In puncto Glasfaserausbau meinte er: »Unabhängig davon, welches Unternehmen sein Netz erweitern oder ein neues aufbauen wird, es ist damit zu rechnen, dass es in den nächsten Jahren zu nicht unerheblichen baulichen Belastungen für die Ortsbereiche kommen wird.« Nur Glasfaseranschlüsse seien letztlich zukunftsfähig.

Was die Mobilfunkversorgung anbelange, habe sich der Gemeinderat nach den Worten Wirnshofers dafür ausgesprochen, künftig das Dialogverfahren mit den Funknetzbetreibern in Anspruch zu nehmen und anstelle eines Mobilfunkvorsorgekonzepts im Bedarfsfall ein einzelfallbezogenes Standortgutachten mit vergleichender Standortbetrachtung zu beauftragen. Mit dem im vergangenen Frühjahr in Betrieb gegangenen Mobilfunkmast südlich von Erlstätt sei dort nun endlich eine angemessene Mobilfunknutzung für private, berufliche beziehungsweise unternehmerische Zwecke gewährleistet. Auch im Bereich Oberwinkl südlich von Grabenstätt sei demnächst der Bau eines Mobilfunkmastes geplant. Wirnshofer rechnete damit, dass der Bauantrag bald bei der Gemeindeverwaltung eingereicht wird.

Ein Konzept mit Maßnahmen zum Hochwasserschutz in Grabenstätt werde es nicht geben, da die Investitionen nicht im Verhältnis zum Schadenspotenzial stünden und die Gemeinde deswegen keine Förderanträge stellen könne, bedauerte der Rathauschef. Angesichts der latenten Hochwassergefahr und erheblicher Schäden in der Vergangenheit habe die Gemeinde aber das zuständige Planungsbüro damit beauftragt, alternativ »möglichst wirksame Teilmaßnahmen für den Hochwasserschutz zu erarbeiten«.

Um bei künftigen Starkregenereignissen schnell reagieren zu können, habe die Gemeinde auch bereits mobile Hochwasserschutzelemente beschafft und die Bachsohle des Mühlbachs geräumt.

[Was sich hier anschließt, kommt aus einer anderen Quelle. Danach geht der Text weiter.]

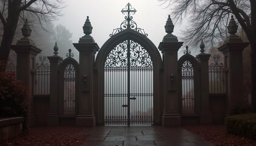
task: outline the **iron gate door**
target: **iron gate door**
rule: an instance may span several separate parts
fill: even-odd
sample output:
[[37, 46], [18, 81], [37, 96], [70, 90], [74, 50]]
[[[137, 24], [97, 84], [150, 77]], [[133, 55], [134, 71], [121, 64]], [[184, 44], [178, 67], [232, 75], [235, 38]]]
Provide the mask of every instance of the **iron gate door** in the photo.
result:
[[104, 70], [105, 124], [152, 124], [153, 64], [146, 49], [126, 40], [108, 54]]

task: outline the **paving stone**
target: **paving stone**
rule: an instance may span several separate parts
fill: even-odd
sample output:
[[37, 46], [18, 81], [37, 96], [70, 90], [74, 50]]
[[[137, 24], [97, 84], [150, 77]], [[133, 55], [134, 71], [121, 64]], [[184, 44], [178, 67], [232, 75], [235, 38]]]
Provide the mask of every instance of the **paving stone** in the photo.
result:
[[213, 146], [214, 144], [182, 128], [161, 126], [96, 127], [80, 133], [89, 134], [81, 145]]

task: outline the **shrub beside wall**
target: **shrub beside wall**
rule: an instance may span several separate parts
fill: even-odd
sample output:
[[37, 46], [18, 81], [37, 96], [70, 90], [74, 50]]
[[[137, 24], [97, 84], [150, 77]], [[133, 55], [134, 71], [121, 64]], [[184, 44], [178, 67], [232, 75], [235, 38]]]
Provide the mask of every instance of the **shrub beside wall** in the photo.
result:
[[0, 117], [21, 116], [26, 122], [28, 89], [16, 80], [14, 72], [3, 71], [5, 66], [0, 61]]
[[256, 114], [235, 115], [225, 119], [229, 133], [256, 140]]

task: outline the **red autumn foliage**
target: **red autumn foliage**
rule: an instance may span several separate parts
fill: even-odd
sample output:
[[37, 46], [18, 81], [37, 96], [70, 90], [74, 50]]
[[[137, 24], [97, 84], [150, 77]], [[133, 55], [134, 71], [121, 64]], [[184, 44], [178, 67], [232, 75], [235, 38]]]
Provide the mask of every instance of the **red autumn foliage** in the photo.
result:
[[77, 146], [86, 141], [88, 136], [79, 134], [85, 129], [68, 126], [34, 127], [20, 137], [0, 143], [0, 146]]
[[26, 117], [28, 89], [16, 80], [14, 72], [3, 71], [5, 66], [0, 61], [0, 117]]
[[256, 141], [227, 133], [222, 125], [192, 125], [183, 127], [218, 146], [254, 146]]

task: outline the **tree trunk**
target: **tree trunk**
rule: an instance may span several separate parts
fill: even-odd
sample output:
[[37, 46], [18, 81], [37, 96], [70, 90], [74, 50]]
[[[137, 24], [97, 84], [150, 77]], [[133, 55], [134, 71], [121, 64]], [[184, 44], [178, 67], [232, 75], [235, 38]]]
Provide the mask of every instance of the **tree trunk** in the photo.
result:
[[252, 51], [251, 53], [252, 68], [252, 109], [254, 113], [256, 113], [256, 40], [251, 41], [250, 44]]
[[10, 46], [13, 40], [19, 19], [19, 13], [9, 16], [6, 25], [4, 27], [4, 34], [0, 46], [0, 60], [7, 61], [10, 54]]

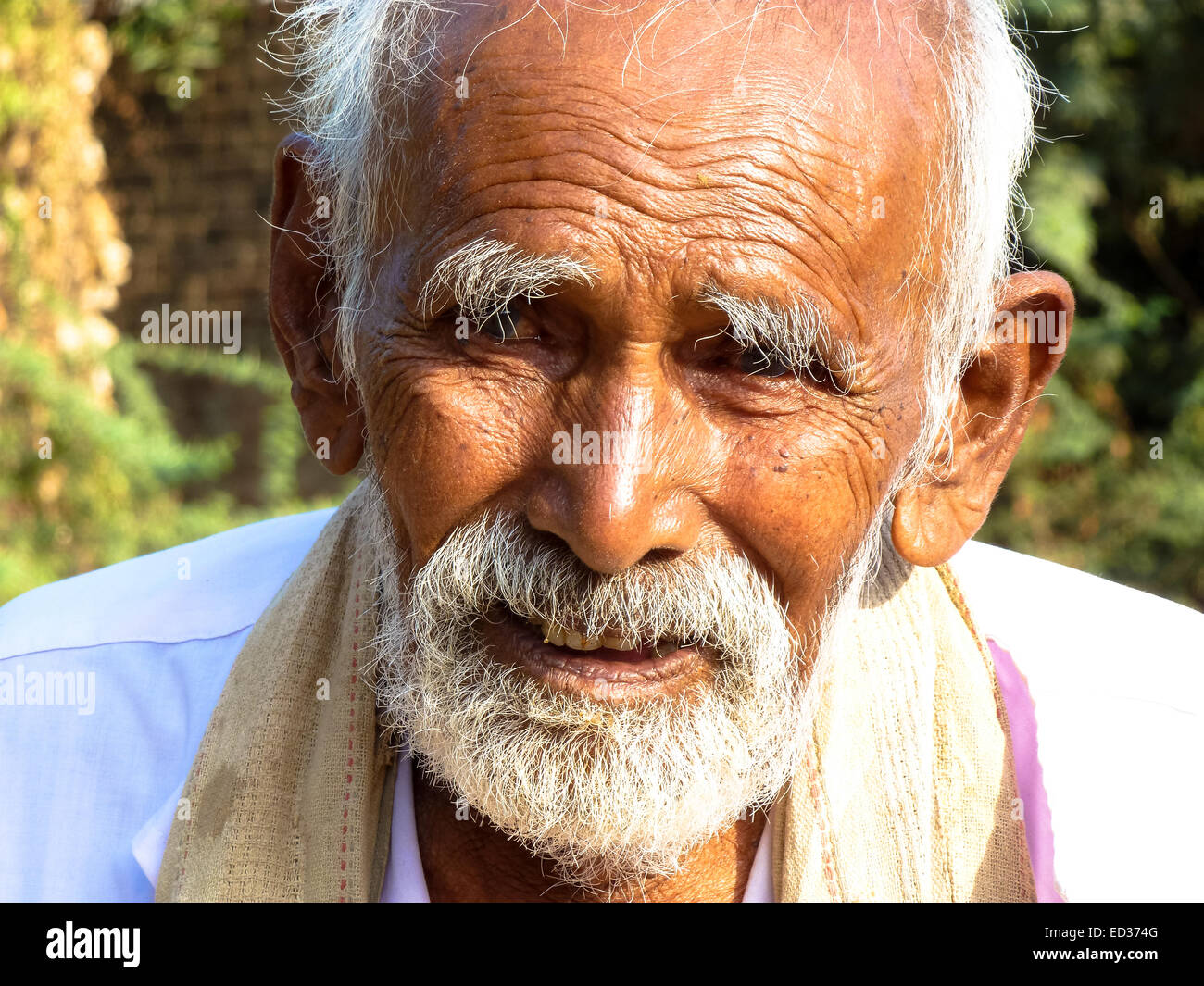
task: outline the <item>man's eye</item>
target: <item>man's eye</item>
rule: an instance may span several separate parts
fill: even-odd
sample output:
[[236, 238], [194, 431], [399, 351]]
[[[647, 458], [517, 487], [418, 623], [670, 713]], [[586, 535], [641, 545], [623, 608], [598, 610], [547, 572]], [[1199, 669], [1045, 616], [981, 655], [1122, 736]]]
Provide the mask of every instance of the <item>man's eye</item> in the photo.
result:
[[520, 325], [523, 318], [515, 306], [508, 305], [500, 308], [480, 325], [480, 332], [494, 342], [506, 342], [520, 337]]
[[793, 372], [777, 353], [760, 346], [752, 346], [740, 353], [739, 367], [742, 373], [757, 377], [785, 377]]

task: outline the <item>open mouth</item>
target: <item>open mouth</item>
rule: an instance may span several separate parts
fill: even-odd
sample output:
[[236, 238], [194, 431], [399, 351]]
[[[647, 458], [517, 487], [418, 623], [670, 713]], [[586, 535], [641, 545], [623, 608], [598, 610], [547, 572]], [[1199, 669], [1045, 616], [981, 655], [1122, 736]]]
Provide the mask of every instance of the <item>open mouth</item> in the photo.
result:
[[709, 674], [716, 656], [709, 648], [641, 640], [619, 630], [590, 637], [504, 608], [492, 612], [479, 628], [500, 661], [523, 667], [553, 689], [600, 701], [675, 693]]

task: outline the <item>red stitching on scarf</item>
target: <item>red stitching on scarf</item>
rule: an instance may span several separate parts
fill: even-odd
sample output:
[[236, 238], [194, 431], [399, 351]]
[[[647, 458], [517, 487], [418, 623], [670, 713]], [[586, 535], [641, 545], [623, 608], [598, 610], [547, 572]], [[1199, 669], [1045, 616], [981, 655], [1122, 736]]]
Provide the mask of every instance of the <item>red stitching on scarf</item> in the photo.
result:
[[[355, 581], [355, 602], [359, 603], [359, 601], [360, 601], [360, 581], [359, 581], [359, 579], [356, 579], [356, 581]], [[356, 609], [355, 609], [355, 622], [352, 624], [352, 637], [355, 638], [355, 637], [359, 637], [359, 634], [360, 634], [360, 610], [359, 610], [359, 607], [356, 607]], [[360, 649], [359, 640], [353, 639], [352, 640], [352, 653], [353, 653], [353, 655], [359, 649]], [[355, 678], [356, 678], [355, 669], [359, 668], [359, 661], [354, 656], [352, 657], [352, 668], [353, 668], [353, 671], [352, 671], [352, 684], [354, 685], [355, 684]], [[355, 752], [355, 736], [354, 736], [354, 733], [355, 733], [355, 690], [354, 689], [352, 689], [352, 691], [349, 692], [348, 701], [349, 701], [349, 708], [347, 710], [347, 718], [348, 718], [348, 724], [347, 724], [347, 732], [348, 732], [348, 739], [347, 739], [347, 750], [348, 750], [347, 766], [350, 768], [355, 763], [355, 757], [354, 757], [354, 752]], [[352, 799], [352, 780], [354, 779], [354, 777], [355, 777], [354, 773], [352, 773], [352, 771], [348, 771], [348, 773], [347, 773], [347, 790], [343, 791], [343, 801], [344, 802], [349, 802]], [[343, 809], [343, 821], [344, 822], [347, 821], [347, 808]], [[343, 826], [342, 836], [343, 836], [344, 842], [340, 843], [340, 852], [342, 854], [342, 858], [340, 858], [340, 861], [338, 861], [338, 869], [340, 869], [341, 873], [343, 873], [343, 872], [347, 870], [347, 842], [346, 842], [346, 838], [347, 838], [347, 826], [346, 825]], [[338, 890], [340, 891], [346, 891], [347, 890], [347, 878], [346, 876], [343, 876], [342, 879], [340, 879], [340, 881], [338, 881]], [[346, 904], [347, 903], [347, 898], [343, 897], [343, 896], [340, 896], [338, 903]]]

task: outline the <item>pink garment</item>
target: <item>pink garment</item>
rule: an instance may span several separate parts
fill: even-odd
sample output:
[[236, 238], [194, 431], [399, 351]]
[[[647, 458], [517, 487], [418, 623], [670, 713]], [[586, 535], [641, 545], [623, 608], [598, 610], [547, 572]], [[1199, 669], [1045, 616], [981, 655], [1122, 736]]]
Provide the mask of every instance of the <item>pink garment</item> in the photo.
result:
[[995, 661], [995, 677], [999, 683], [1003, 704], [1011, 726], [1011, 751], [1016, 762], [1016, 787], [1025, 811], [1025, 839], [1037, 884], [1037, 901], [1041, 904], [1064, 903], [1054, 878], [1054, 826], [1050, 820], [1049, 798], [1041, 763], [1037, 758], [1037, 716], [1033, 699], [1023, 675], [1011, 655], [987, 638]]

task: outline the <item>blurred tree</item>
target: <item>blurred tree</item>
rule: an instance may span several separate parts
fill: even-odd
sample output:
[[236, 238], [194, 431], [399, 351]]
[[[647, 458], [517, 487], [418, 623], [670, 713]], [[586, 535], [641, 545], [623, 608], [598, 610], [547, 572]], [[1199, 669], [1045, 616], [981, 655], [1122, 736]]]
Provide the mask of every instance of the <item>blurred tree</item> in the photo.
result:
[[1022, 12], [1064, 96], [1025, 242], [1079, 309], [980, 537], [1204, 608], [1204, 2]]
[[[110, 52], [77, 0], [0, 0], [0, 603], [332, 500], [297, 492], [294, 467], [307, 449], [283, 373], [255, 359], [142, 347], [104, 317], [128, 266], [90, 119]], [[260, 445], [271, 461], [261, 508], [218, 489], [235, 439], [182, 441], [152, 367], [202, 388], [262, 391]], [[202, 498], [188, 496], [196, 486]]]
[[[317, 506], [278, 367], [147, 352], [101, 315], [125, 266], [89, 126], [110, 39], [167, 94], [248, 2], [100, 2], [106, 37], [77, 0], [0, 0], [0, 602]], [[1204, 0], [1015, 6], [1066, 96], [1025, 182], [1028, 260], [1072, 281], [1079, 314], [980, 537], [1204, 608]], [[262, 507], [226, 491], [231, 439], [181, 441], [164, 370], [262, 392]]]

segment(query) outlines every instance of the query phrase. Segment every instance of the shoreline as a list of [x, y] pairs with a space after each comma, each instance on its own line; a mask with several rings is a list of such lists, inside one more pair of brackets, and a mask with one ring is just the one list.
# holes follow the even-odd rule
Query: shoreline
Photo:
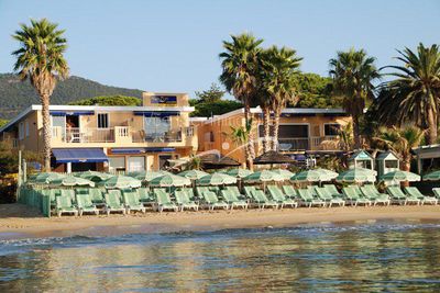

Zudem gebe es nun als ständige Einrichtungen eine Hochwasser-Meldepegelanlage am Mühlbach und eine Regenmessstation.

Städtebauförderungim Hauptort fast fertig

Während die Städtebauförderung im Ort Grabenstätt mit dem laufenden barrierefreien Umbau des Rathauses als letzte Maßnahme langsam ausläuft, stehen im Ortsteil Erlstätt in den nächsten Jahren einige Maßnahmen an. Wirnshofer nannte die Sanierungsziele »Revitalisierung der Alten Schule samt Außenanlagen«, »Neugestaltung der Grabenstätter Straße« und »Neugestaltung der Raiffeisen-, Bergener, Traunsteiner und Römerstraße«.

Die Sanierung der ebenfalls denkmalgeschützten Alten Schule in Erlstätt, in der unter anderem die Pfarrei und die Ortsvereine unterkommen sollen, bezeichnete er als »die bisher größte und schwierigste Einzelmaßnahme im Rahmen der Städtebauförderung«. Man rechne mit Gesamtkosten von rund fünf Millionen Euro sowie Fremd- und Fördermitteln von bis zu zwei Millionen Euro. Der Abbruch des neueren Anbaus beginne noch im Oktober.

Positives zu berichten hatte der Bürgermeister zur Fernwärmeversorgung: »Heuer ist die Hauptleitung für 17 neue Objekte erweitert worden, zum Ende des Jahres werden dann voraussichtlich insgesamt 48 Anschlüsse aktiv sein.« Zudem erinnerte er daran, dass sich der Gemeinderat für den Beitritt in das gemeinsame Kommunalunternehmen »Regionalwerk Chiemgau-Rupertiwinkel« ausgesprochen habe. Es unterstütze die beteiligten Gemeinden bei der Verwirklichung einer nachhaltigen Energiestrategie, freute sich Gerhard Wirnshofer. Noch in diesem Oktober rechne man mit der endgültigen Inbetriebnahme der modernen Lüftungsanlage in der Grundschule Grabenstätt. Die Gesamtkosten für die Maßnahme belaufen sich auf rund 540.000 Euro, bei einer Förderung von 360.000 Euro durch den Bund.

Nach den beiden Corona-Jahren sei »heuer wieder einiges los gewesen«, freute sich Wirnshofer. Und er verwies auf Feste, Märkte, Vereinsaktivitäten sowie Musik- und Kulturveranstaltungen. Auch der Tourismus habe wieder spürbar an Fahrt aufgenommen.

Wegen geringerer Gewerbesteuereinnahmen und noch einiger Ausgaben müsse man voraussichtlich rund 3,9 Millionen Euro aus den Rücklagen nehmen, um den Haushalt auszugleichen, sagte Wirnshofer. Wegen der Planungen beziehungsweise bereits eingegangener Verpflichtungen könne es sogar sein, dass man Darlehen aufnehmen müsse.